These labels were automatically added by AI and may be inaccurate. For details, see About Literature Database.
Abstract
Large language models (LLMs) have achieved remarkable capabilities but remain
vulnerable to adversarial prompts known as jailbreaks, which can bypass safety
alignment and elicit harmful outputs. Despite growing efforts in LLM safety
research, existing evaluations are often fragmented, focused on isolated attack
or defense techniques, and lack systematic, reproducible analysis. In this
work, we introduce PandaGuard, a unified and modular framework that models LLM
jailbreak safety as a multi-agent system comprising attackers, defenders, and
judges.

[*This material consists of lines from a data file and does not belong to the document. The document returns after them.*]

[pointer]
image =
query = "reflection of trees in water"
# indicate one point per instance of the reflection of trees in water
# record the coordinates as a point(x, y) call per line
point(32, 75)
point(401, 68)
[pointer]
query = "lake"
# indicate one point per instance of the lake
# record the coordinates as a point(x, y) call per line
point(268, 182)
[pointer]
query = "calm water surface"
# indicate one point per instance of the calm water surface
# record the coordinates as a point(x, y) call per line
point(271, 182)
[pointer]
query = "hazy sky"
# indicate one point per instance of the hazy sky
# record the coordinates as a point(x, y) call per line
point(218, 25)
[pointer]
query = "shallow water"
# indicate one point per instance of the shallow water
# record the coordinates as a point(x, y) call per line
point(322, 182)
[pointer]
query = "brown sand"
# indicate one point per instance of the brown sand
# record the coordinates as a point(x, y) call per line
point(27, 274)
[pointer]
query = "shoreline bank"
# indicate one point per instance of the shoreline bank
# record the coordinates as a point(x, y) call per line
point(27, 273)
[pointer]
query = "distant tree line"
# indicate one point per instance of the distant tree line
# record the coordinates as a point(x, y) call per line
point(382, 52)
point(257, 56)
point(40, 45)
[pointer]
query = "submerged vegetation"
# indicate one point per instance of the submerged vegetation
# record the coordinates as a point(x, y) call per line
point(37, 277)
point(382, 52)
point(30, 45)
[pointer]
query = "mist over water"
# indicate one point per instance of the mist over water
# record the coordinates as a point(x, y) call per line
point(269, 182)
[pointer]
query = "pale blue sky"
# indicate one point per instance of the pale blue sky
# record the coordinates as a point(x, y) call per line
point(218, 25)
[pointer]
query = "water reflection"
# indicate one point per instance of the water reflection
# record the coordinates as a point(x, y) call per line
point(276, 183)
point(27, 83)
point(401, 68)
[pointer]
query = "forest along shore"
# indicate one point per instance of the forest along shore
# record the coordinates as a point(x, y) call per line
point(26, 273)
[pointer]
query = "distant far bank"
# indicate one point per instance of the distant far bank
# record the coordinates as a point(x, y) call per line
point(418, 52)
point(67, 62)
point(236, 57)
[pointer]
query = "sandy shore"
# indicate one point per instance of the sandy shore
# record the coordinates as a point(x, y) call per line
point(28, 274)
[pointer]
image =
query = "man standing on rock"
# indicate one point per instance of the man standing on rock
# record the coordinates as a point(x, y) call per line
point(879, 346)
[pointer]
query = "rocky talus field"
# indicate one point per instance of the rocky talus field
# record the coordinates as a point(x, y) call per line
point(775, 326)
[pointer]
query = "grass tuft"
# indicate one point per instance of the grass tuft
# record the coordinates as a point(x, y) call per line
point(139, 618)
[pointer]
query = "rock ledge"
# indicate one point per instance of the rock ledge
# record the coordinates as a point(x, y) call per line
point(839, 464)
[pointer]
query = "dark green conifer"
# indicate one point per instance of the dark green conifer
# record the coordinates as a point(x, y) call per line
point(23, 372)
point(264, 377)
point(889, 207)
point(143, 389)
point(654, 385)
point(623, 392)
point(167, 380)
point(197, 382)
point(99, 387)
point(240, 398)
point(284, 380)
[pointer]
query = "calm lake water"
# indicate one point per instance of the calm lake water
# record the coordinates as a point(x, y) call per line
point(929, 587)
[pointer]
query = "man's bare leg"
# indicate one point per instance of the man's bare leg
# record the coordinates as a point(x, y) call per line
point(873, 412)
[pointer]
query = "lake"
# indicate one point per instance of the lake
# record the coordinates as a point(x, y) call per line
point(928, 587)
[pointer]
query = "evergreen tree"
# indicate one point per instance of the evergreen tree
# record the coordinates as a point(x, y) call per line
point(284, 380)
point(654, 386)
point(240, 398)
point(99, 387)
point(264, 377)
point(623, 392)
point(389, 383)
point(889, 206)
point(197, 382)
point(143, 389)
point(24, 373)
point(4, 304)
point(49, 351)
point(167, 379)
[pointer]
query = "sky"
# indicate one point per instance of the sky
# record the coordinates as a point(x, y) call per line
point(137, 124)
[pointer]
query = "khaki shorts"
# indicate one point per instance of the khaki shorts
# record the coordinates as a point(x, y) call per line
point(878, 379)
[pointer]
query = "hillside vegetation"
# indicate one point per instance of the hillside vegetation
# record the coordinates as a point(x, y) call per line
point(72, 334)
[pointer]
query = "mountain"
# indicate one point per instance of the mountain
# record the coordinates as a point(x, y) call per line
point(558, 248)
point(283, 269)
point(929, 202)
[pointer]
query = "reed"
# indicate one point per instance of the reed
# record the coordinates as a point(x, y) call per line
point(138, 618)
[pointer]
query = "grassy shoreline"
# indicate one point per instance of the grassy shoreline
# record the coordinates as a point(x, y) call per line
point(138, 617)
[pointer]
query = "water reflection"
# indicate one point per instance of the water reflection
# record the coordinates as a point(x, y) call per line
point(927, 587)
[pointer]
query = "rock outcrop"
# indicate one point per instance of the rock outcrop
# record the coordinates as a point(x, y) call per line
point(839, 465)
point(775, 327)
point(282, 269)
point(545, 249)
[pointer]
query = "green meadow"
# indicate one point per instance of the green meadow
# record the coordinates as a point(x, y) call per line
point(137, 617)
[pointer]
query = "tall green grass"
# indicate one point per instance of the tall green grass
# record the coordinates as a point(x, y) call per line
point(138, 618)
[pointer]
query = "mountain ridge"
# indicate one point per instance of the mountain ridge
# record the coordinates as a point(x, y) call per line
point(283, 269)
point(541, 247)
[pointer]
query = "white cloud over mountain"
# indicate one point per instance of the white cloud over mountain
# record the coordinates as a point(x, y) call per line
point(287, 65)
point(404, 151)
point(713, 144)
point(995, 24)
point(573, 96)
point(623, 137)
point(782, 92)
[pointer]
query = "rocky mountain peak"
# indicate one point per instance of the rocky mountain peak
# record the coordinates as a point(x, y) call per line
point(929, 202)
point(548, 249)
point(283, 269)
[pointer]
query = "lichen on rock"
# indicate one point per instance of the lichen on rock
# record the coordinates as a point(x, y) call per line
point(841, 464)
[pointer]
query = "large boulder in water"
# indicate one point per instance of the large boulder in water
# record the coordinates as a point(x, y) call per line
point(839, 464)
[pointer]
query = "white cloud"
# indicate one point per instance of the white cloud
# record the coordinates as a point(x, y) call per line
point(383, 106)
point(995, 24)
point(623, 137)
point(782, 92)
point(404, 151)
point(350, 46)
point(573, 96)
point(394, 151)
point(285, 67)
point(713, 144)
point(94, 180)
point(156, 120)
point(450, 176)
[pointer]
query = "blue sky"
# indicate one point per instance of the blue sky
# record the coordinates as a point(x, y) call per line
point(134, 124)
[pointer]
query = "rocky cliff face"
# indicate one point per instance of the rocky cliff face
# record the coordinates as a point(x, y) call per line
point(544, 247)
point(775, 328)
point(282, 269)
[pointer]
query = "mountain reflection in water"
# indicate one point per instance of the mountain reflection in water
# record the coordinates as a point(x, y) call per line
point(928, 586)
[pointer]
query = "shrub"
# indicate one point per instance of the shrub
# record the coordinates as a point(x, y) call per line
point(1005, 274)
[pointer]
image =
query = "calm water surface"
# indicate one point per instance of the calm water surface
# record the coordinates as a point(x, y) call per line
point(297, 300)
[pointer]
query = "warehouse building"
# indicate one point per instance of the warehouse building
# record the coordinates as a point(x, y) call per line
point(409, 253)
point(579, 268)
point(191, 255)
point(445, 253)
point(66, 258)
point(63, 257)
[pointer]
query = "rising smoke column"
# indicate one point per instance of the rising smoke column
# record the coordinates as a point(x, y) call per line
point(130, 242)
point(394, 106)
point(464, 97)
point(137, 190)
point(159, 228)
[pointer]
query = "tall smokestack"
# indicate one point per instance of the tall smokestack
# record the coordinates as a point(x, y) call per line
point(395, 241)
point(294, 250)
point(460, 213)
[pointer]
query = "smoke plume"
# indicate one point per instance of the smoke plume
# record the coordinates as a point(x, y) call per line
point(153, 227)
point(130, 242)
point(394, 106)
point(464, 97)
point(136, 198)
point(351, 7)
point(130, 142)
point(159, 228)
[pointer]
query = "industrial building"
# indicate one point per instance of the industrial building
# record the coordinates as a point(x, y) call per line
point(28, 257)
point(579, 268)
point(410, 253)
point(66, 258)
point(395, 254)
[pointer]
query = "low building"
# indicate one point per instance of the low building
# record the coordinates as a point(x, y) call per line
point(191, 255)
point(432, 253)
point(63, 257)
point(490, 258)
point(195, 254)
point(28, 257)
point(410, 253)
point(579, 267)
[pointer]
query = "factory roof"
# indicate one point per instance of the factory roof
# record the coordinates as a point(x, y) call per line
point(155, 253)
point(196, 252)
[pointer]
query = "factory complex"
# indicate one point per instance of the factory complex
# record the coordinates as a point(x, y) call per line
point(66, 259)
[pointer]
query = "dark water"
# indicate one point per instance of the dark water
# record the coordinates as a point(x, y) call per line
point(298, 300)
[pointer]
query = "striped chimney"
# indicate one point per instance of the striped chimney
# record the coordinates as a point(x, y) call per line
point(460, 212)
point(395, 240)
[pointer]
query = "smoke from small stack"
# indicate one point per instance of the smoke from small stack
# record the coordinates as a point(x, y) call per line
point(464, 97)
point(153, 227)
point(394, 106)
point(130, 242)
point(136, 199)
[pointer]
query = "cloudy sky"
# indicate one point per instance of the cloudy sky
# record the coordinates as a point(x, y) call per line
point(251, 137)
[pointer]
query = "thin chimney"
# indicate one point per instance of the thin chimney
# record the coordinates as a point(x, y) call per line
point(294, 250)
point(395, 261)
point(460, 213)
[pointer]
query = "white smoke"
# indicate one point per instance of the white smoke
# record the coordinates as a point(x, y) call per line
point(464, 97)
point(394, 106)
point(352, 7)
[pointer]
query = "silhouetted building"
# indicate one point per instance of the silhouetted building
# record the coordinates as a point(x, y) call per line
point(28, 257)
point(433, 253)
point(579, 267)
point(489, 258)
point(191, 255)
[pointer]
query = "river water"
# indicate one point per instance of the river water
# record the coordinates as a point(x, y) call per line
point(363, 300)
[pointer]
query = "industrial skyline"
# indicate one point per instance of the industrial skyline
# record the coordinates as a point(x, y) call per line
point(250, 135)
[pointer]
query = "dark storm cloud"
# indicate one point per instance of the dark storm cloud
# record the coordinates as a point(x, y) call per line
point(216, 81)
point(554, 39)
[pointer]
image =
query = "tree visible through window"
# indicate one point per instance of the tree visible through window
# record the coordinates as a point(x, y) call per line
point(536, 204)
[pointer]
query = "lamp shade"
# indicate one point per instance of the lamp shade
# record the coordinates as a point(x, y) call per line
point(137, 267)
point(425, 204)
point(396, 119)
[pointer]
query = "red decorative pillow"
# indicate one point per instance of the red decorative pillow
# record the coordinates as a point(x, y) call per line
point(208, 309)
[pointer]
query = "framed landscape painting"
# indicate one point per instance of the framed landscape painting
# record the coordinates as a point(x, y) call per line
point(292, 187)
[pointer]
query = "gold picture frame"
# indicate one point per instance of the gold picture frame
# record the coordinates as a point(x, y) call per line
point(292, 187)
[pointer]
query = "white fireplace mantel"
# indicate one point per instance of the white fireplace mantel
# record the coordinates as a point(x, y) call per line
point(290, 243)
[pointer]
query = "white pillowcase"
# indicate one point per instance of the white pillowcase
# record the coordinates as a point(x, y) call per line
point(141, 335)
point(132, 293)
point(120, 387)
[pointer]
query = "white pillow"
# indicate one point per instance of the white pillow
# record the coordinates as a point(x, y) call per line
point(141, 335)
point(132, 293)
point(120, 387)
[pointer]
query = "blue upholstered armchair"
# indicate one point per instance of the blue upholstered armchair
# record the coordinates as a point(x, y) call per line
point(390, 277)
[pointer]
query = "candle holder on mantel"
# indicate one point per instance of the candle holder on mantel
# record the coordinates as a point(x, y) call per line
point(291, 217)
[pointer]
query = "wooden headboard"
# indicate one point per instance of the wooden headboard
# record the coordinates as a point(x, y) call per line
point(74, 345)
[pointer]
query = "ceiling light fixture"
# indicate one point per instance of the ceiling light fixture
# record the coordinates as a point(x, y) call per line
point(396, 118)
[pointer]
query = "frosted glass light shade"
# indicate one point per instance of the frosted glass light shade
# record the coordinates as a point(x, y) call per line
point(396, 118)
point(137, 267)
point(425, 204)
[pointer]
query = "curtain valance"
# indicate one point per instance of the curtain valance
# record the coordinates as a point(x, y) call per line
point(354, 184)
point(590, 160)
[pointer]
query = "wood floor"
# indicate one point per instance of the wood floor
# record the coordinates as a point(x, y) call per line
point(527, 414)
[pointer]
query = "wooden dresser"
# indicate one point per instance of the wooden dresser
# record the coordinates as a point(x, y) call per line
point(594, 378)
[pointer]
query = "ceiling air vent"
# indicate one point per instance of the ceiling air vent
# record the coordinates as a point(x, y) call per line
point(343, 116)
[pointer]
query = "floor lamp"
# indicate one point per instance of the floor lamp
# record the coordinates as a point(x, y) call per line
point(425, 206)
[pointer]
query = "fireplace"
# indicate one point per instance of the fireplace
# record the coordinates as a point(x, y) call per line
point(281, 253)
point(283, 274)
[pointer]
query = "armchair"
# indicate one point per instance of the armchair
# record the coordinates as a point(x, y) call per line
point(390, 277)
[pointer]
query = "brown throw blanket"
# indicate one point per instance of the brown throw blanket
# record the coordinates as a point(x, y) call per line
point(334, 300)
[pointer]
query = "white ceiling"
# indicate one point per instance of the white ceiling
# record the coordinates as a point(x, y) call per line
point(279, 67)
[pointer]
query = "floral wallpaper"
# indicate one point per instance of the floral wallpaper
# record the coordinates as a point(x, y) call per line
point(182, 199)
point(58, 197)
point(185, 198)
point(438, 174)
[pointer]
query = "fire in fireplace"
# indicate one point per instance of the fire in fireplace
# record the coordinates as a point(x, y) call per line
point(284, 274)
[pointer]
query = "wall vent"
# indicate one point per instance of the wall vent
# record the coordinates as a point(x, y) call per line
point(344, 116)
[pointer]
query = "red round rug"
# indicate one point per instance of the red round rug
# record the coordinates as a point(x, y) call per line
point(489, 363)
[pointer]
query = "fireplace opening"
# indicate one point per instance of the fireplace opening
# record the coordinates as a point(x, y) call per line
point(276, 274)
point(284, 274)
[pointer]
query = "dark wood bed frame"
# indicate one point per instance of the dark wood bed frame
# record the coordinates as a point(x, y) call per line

Our framework implements 19 attack methods and 12 defense mechanisms,
along with multiple judgment strategies, all within a flexible plugin
architecture supporting diverse LLM interfaces, multiple interaction modes, and
configuration-driven experimentation that enhances reproducibility and
practical deployment. Built on this framework, we develop PandaBench, a
comprehensive benchmark that evaluates the interactions between these
attack/defense methods across 49 LLMs and various judgment approaches,
requiring over 3 billion tokens to execute. Our extensive evaluation reveals
key insights into model vulnerabilities, defense cost-performance trade-offs,
and judge consistency. We find that no single defense is optimal across all
dimensions and that judge disagreement introduces nontrivial variance in safety
assessments. We release the code, configurations, and evaluation results to
support transparent and reproducible research in LLM safety.